山下はそこで悔し涙を流したが、今季の女子ツアーがこの3人を中心に回っていることを印象づける大会となった。
この3人の強さと安定感を支えているものは何か。
プロコーチの大西翔太氏はこう話す。
「山下選手は100ヤード以内の精度が非常に高いです。私が青木(瀬令奈)プロのキャディで一緒に回った時も、全ショットがピンに”筋”っていました。具体的には100ヤード以内は毎ホールがチャンス。150ヤード以内でも3、4メートルに寄せてくる感覚ですから、同組の選手はこれじゃあ勝てないと思ってしまいます。

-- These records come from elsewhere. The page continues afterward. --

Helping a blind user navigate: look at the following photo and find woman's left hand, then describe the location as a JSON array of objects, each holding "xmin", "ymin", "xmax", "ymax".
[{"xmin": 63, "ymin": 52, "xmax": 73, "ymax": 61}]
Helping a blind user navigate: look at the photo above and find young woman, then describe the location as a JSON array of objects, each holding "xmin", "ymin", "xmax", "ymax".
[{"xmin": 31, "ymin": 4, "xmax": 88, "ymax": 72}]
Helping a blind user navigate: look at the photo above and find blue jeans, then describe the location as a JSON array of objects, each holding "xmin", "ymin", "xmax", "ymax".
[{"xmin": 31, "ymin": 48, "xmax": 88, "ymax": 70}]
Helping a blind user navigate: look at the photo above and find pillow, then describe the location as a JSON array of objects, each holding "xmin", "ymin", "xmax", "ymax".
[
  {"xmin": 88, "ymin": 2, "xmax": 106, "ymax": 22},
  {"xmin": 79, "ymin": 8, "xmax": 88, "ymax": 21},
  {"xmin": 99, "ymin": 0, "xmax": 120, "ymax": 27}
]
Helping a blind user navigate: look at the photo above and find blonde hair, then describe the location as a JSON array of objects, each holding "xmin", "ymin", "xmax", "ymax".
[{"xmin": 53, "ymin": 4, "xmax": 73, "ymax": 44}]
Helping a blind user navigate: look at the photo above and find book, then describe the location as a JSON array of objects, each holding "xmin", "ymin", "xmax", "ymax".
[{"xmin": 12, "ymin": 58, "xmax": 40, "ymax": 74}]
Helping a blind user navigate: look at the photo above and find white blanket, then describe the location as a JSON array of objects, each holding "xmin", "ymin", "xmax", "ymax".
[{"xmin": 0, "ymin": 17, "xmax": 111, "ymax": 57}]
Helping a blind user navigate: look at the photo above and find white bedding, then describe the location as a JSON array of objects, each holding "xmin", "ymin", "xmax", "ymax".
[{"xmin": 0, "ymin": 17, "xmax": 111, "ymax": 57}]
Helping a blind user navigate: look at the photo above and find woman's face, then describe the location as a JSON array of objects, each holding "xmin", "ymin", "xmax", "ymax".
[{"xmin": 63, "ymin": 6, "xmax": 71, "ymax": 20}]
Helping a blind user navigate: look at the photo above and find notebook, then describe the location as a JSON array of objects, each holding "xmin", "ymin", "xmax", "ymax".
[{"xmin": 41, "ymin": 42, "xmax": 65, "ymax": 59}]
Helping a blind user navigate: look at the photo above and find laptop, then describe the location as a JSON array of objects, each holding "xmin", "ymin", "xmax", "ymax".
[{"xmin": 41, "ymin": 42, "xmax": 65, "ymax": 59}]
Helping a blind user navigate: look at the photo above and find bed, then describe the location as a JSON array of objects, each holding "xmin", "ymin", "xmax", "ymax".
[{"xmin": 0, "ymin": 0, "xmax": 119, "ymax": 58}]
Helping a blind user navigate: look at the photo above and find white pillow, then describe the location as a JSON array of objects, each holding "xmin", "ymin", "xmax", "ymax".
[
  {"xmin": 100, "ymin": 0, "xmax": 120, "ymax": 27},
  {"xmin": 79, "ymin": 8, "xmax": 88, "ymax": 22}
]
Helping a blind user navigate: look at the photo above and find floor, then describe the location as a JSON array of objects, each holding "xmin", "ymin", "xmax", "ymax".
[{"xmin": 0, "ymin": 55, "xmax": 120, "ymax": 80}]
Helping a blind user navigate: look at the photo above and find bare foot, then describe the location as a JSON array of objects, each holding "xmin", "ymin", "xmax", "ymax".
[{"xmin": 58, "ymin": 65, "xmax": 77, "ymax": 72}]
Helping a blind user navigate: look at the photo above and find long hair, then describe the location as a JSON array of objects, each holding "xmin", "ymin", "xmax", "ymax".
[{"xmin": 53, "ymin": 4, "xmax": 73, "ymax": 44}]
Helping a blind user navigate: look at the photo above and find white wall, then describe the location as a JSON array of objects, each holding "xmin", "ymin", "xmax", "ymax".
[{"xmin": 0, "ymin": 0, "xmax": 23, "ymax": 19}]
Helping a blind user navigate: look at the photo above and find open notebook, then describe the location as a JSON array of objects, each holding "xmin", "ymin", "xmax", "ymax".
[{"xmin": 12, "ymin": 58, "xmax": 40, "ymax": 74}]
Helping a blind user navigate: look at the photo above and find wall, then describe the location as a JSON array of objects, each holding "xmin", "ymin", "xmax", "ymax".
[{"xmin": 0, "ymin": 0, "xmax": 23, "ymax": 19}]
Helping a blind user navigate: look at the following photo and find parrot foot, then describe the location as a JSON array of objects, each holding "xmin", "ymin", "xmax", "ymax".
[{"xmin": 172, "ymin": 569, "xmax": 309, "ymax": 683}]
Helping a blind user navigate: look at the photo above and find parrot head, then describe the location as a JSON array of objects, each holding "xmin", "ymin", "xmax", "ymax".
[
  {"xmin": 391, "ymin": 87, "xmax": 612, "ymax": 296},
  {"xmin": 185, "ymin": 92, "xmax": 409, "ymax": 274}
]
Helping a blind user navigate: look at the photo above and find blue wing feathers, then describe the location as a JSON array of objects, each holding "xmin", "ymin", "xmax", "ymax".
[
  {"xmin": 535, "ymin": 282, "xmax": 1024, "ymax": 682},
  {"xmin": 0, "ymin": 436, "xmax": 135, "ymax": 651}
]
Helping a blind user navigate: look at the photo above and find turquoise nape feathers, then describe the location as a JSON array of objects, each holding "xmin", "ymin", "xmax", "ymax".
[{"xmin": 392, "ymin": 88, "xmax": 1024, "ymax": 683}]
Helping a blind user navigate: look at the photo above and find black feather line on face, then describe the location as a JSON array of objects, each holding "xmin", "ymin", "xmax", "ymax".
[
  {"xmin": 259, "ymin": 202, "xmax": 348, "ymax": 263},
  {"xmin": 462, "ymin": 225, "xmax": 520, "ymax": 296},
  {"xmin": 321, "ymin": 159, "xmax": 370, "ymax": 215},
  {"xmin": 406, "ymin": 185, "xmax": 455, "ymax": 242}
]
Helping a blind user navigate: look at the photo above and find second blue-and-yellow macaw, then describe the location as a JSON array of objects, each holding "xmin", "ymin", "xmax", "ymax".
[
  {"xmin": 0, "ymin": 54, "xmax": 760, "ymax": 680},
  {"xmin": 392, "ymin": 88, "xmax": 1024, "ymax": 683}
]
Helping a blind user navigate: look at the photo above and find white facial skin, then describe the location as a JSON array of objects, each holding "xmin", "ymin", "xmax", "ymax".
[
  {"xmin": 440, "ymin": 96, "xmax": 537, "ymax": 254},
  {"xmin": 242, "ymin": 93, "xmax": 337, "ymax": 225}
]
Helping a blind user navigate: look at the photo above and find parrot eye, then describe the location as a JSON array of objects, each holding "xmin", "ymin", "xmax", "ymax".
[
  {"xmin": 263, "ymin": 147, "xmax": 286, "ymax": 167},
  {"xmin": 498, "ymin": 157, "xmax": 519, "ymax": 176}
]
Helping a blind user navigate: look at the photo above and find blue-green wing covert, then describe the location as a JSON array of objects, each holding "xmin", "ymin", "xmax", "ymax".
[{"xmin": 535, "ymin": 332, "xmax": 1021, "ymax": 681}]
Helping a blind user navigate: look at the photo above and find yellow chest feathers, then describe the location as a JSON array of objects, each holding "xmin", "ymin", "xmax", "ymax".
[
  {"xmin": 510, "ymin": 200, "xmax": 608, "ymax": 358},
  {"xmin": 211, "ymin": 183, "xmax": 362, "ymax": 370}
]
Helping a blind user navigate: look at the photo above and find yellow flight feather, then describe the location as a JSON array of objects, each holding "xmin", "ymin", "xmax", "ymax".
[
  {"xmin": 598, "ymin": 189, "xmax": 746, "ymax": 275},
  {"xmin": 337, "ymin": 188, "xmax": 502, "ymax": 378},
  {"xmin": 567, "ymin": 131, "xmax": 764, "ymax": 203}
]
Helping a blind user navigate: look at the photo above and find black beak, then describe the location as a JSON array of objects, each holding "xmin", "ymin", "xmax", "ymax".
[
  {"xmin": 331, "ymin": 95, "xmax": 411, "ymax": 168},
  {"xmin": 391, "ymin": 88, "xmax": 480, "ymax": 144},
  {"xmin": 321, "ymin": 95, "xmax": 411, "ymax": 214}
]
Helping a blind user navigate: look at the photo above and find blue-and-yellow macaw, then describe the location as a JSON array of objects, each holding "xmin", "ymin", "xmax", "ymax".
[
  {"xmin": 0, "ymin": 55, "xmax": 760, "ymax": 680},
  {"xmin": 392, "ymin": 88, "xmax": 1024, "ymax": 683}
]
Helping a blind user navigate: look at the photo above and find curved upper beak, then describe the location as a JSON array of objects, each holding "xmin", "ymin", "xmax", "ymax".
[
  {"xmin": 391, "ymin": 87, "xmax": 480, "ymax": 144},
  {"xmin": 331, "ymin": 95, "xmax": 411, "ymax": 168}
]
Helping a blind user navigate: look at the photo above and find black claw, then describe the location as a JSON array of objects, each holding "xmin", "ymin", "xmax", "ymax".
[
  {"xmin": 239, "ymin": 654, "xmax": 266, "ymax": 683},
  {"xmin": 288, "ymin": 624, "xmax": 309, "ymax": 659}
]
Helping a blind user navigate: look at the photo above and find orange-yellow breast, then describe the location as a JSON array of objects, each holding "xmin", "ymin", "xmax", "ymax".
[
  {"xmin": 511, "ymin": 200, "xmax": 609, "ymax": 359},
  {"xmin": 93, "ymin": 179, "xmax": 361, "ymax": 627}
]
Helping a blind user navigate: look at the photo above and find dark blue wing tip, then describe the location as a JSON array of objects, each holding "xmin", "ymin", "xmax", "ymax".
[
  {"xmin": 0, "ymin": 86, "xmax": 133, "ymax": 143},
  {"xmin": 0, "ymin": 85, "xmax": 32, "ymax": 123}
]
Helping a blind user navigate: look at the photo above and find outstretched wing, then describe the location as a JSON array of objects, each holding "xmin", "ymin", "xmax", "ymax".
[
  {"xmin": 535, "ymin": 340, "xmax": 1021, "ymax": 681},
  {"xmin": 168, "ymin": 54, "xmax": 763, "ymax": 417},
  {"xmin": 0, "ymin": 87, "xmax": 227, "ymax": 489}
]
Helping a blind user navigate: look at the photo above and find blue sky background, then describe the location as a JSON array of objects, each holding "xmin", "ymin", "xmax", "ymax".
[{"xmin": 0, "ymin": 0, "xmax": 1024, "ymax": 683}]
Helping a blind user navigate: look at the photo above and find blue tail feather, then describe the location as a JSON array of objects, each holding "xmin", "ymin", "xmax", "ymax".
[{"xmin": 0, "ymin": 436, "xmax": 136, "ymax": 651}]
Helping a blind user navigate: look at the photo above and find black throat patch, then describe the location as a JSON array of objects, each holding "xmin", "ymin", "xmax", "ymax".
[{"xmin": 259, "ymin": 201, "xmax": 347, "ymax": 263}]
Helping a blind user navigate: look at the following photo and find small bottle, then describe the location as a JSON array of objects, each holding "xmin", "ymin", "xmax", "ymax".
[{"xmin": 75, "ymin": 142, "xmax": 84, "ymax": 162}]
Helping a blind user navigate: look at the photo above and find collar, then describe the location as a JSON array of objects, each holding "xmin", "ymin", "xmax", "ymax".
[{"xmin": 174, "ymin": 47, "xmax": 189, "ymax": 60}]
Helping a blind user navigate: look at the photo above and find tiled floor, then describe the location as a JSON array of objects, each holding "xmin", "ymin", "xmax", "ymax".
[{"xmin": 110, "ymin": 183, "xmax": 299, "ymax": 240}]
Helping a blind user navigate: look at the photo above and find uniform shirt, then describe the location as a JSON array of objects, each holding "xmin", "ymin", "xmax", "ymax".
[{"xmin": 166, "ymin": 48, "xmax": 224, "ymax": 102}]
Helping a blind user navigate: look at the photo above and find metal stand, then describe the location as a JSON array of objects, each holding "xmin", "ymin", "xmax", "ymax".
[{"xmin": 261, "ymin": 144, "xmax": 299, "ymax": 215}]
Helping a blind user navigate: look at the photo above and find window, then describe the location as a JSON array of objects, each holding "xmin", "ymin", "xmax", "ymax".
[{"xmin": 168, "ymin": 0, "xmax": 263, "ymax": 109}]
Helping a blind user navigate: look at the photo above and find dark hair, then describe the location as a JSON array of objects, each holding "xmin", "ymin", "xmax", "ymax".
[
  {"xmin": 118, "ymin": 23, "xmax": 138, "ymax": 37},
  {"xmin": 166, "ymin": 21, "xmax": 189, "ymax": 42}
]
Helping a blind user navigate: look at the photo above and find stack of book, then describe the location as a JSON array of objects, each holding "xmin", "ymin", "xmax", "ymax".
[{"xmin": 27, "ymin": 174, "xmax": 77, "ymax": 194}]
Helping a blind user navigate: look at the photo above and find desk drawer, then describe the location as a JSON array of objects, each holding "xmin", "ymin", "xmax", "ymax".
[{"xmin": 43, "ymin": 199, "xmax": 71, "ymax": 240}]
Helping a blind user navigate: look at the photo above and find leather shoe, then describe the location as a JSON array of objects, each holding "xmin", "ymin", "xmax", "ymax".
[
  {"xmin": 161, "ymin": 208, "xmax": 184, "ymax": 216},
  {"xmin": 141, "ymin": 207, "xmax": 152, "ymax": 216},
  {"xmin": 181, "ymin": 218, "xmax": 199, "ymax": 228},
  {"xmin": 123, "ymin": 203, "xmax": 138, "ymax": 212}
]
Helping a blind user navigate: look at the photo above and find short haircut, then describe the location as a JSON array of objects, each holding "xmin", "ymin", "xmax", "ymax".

100ヤード以内の精度は岩井姉妹にも共通するものがあります。この3人はゴルフが本当に好きなんだと思います。どの選手も皆努力はしますが、好きという気持ちには勝てない。この3人はゴルフが好きな上に人一倍努力をしている。この勢いは当分続くと思います」
今季は次戦のアース・モンダミンカップ以降22試合が残っている。
山下、岩井姉妹がどこまで勝利を積み上げるのか――。